Zero-Downtime Deployments
Every time an application is redeployed on Porter (through a Github action, configuration change, etc), a new set of application instances will replace the old application instances. While the update process will attempt to prevent downtime, there are some additional configuration settings that can be set to prevent any downtime while re-deploying:
Health Checks
Health checks are endpoints that indicate if an application is healthy and ready to receive traffic. When health checks are enabled, traffic won’t switch from the old application instance until the health check indicates that the application is ready. On health check endpoints, the application should return 200
status when the application should receive traffic, and a 500
-level error otherwise. Health checks can be configured in the Advanced tab:
As indicated in the screenshot above, it is recommended that you expose two endpoints on your application: /livez
and /readyz
. If the /livez
endpoint fails, the application will be restarted, while if the /readyz
endpoint fails, the application will stop receiving traffic.
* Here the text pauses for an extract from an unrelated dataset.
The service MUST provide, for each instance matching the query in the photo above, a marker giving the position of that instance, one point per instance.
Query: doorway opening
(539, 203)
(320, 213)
These endpoints can sometimes be combined into a single /healthz
endpoint.
The failure threshold and repeat interval control exactly when a health check endpoint is considered as “failed”. The repeat interval refers to the number of seconds between successive requests to the endpoint, while the failure threshold refers to the number of times that endpoint can return a 500
-level response before it’s considered “failed”. Thus, the maximum amount of time the endpoint can return 500
-level responses before the application is failing is failure_threshold * repeat_interval.
Graceful Shutdown
While applications are being re-deployed, the old application instances will receive a termination signal in the form of SIGTERM
. The applications are then given a Termination Grace Period, which is the number of seconds after SIGTERM
is sent before the application will be forcefully killed. In this time, the application should stop receiving traffic, close any existing connections, and exit gracefully. The termination grace period can also be configured from the Advanced tab:
Note that the application will continue to receive traffic until it exits, unless you have configured the readiness probe to fail before this time. Thus, the recommended graceful shutdown sequence is:
- As soon as
SIGTERM
is received, return a500
-level response code on the readiness probe endpoint (see above for more information). - Wait for failure_threshold * repeat_interval seconds. For example, if the failure threshold is 3 and the repeat interval is 5 (the default values), wait 15 seconds. After this amount of time, you are indicating that the application should stop receiving traffic.
- After the wait period, close the server to prevent additional connections, and drain all existing connections before the grace period ends. Exit gracefully after connections are drained.